CEECing new directions with Digital Humanities

[editor’s note: this post is cross-posted to Kielen kannoilla, the VARIENG blog. I am extremely grateful to Anni Sairio and Tanja Säily for all their organization behind making this visit, and thus this blog post, possible.]

This past week I was talking about the relationships between corpus linguistics and digital humanities as a visiting scholar at VARIENG, a very well known historical sociolinguistics and corpus linguistics working group. Corpus linguistics is a very text-oriented approach to language data, with much interest in curation, collection, annotation, and analysis – all things of much concern to digital humanists.
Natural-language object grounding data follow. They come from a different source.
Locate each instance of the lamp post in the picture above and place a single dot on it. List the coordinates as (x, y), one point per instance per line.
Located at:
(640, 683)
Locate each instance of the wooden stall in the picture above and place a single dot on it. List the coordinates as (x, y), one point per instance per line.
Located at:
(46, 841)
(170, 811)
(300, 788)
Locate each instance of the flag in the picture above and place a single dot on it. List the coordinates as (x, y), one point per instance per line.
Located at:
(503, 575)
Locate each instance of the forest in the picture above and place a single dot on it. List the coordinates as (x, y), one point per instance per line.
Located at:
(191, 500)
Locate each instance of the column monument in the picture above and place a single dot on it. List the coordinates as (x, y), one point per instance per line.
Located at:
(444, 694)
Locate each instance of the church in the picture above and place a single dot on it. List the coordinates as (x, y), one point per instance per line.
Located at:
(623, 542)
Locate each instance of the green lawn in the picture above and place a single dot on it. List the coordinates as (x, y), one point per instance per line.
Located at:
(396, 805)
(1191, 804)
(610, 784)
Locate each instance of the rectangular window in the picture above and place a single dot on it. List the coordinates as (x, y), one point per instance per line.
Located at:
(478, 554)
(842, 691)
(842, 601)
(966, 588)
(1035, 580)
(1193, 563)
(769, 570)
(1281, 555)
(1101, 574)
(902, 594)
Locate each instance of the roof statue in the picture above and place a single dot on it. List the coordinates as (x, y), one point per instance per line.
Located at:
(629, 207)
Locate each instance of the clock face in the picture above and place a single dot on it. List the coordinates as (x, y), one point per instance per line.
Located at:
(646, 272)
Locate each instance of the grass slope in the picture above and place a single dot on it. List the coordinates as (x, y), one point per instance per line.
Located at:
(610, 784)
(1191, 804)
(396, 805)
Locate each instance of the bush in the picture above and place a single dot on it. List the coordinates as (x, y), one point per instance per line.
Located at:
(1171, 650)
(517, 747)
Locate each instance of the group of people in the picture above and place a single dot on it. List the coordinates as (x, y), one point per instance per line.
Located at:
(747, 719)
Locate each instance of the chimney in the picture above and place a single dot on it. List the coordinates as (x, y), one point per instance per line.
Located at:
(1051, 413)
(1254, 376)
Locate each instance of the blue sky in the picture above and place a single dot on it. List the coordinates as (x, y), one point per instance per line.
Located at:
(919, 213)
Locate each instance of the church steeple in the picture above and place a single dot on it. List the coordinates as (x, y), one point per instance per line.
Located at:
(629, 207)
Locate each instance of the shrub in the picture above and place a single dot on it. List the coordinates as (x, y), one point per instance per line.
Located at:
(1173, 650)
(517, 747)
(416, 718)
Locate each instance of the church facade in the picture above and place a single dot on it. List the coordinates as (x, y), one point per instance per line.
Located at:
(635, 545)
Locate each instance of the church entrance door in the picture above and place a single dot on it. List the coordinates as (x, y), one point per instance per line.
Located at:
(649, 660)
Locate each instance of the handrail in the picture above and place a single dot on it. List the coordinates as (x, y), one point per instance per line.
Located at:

If corpus linguistics is primarily concerned with text, digital humanities can be argued to be primarily be concerned about images: how to visualize textual information in a way that helps the user understand and interact with large data sets.

VARIENG has been compiling the Corpus of Early English Correspondence (CEEC) for a number of years, and one of their primary concerns is ‘what else can we do with all this metadata we’ve created’? Together, we discussed three main themes of corpus linguistics and digital humanities: access, ability, and the role of supplementary vs created knowledge. Digital humanities runs on a form of knowledge exchange, but this raises questions of who knows what, how, and how to access them.

Approaching a computer scientist with a bunch of historical letters may raise some “so what” eyebrows, but likewise, a computer scientist approaching a linguist with a software package to pull out lexical relationships might raise similar “so what” eyebrows: why should we care about your work and what can we do with it? Because both groups walk in with very different kinds of expertise, one of the very big challenges of digital work is to be able to reach a common language between the disciplines: both have very established, very theoretically-embedded systems of working.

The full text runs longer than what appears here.